Inmates who achieve excellent ratings during their stay at the brig can request to be allowed to raise and train a dog from CCI. There are usually four to six dogs at the brig at any given time. Each dog is assigned to a four-person-team of inmates for the eighteen months the dog is in training. The success rate of brig puppies graduating and being assigned to a person in need of a service dog exceeds the rate of those trained by the volunteers like me. The normal rate of graduating dogs is about 40%, where the brig program graduates about 60% of the puppies they raise.
Every four months, volunteers are asked to take a brig puppy into their home for two weeks. Because of the sterile surroundings of a prison, the dogs need to leave periodically in order to get socialized in real world environments. Simple things like riding in a car, going to a grocery store, or accompanying a trainer to a restaurant are learning opportunities that the puppy doesn’t get in the brig.
So that’s Balter in the picture above. He’s with me for TWO WEEKS. Hurray! And he is wonderful; the sweetest boy you’d ever want to meet. My daughter Stephanie is raising and training Belle, who is Balter’s sister. And then there’s our dog Tawny, who I’ve written about many times and is part of the 60% that didn’t make it. But you’ll never hear any complaints from me about that.

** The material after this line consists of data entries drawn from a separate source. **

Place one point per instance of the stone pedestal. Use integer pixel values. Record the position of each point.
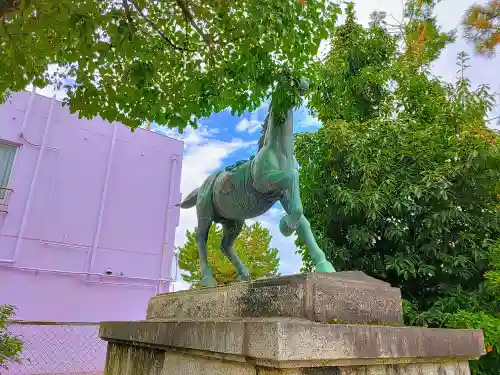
(344, 323)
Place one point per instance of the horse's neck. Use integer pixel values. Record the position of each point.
(280, 135)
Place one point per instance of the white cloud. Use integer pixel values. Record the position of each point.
(249, 126)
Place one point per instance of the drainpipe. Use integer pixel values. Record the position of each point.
(166, 259)
(29, 201)
(91, 256)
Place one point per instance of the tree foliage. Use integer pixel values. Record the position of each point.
(165, 61)
(482, 26)
(10, 345)
(252, 246)
(406, 186)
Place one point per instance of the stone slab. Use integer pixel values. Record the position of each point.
(345, 297)
(125, 359)
(285, 342)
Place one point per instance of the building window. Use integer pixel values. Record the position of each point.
(7, 154)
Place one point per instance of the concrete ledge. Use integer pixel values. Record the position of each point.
(347, 297)
(125, 359)
(284, 342)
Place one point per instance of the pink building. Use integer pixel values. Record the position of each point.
(87, 213)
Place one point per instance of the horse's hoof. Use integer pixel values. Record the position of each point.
(324, 266)
(285, 228)
(208, 282)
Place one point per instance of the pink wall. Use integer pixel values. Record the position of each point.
(87, 196)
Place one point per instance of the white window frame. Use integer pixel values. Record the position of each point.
(8, 188)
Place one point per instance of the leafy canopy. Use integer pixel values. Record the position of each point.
(252, 246)
(402, 181)
(170, 62)
(481, 26)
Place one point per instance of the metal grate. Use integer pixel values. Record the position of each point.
(52, 348)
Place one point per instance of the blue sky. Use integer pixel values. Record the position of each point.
(223, 139)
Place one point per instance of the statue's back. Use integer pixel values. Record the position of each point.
(236, 198)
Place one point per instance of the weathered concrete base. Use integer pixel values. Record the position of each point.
(123, 359)
(285, 346)
(283, 326)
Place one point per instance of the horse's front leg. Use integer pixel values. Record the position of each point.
(288, 180)
(305, 233)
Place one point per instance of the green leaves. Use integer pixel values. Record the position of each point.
(252, 246)
(10, 345)
(403, 185)
(164, 61)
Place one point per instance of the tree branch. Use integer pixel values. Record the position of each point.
(189, 17)
(158, 30)
(9, 6)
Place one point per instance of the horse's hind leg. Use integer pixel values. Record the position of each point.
(230, 231)
(207, 278)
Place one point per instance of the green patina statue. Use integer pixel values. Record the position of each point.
(250, 188)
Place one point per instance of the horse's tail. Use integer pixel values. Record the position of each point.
(190, 200)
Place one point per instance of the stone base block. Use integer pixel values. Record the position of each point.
(344, 297)
(294, 346)
(124, 359)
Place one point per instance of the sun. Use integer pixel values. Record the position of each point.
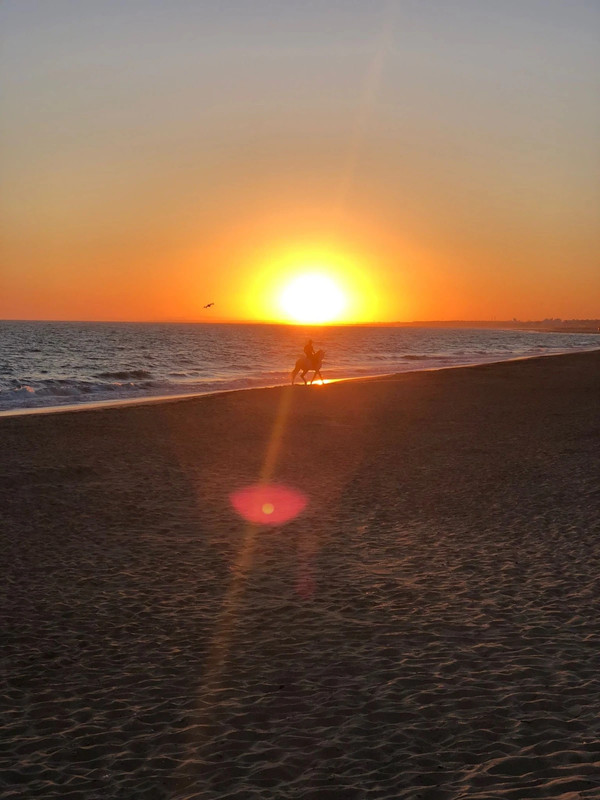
(313, 297)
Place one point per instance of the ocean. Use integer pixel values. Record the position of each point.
(53, 364)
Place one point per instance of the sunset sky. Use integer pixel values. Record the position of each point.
(431, 159)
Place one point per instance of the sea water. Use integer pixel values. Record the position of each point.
(48, 364)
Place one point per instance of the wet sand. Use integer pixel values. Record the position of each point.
(428, 627)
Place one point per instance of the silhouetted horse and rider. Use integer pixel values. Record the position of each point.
(311, 361)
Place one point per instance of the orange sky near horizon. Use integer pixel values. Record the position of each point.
(436, 163)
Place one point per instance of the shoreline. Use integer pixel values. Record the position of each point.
(425, 623)
(100, 405)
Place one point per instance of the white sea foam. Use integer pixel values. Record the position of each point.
(45, 364)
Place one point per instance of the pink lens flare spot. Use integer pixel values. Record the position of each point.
(268, 504)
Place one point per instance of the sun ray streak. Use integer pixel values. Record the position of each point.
(368, 96)
(207, 708)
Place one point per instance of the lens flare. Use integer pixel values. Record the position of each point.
(268, 504)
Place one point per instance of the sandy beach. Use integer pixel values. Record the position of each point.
(428, 626)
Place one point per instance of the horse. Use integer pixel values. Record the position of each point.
(304, 365)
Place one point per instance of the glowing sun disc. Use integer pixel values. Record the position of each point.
(313, 297)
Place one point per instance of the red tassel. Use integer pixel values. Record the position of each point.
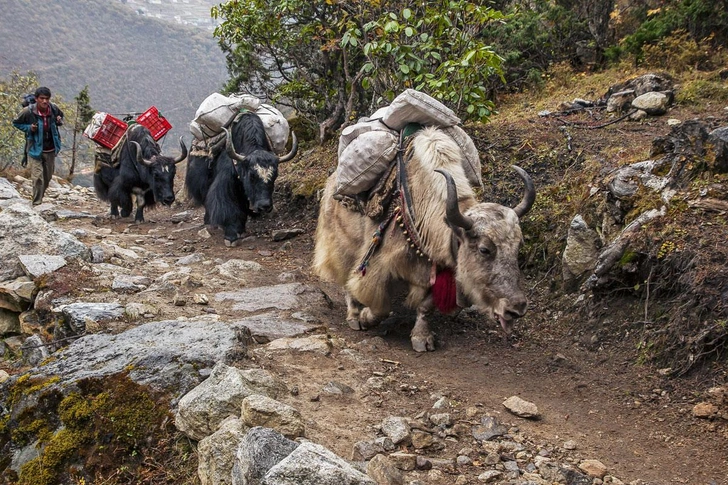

These three dogs absolutely love each other. They sleep together with paws draped over one another, their faces pressed against each other, and constantly play together. After they’ve been apart, even for only five minutes, you cannot believe the antics and frolics of their reunion. It’s a sight to see. Here is a picture of the three of them (Clockwise from top: Balter, Tawny, and Belle)
Anyway, I thought I’d share these pictures and let you know how much fun I’m having with these beautiful dogs, especially Balter. I just hope the MP’s don’t come knocking at my door, though, with handcuffs!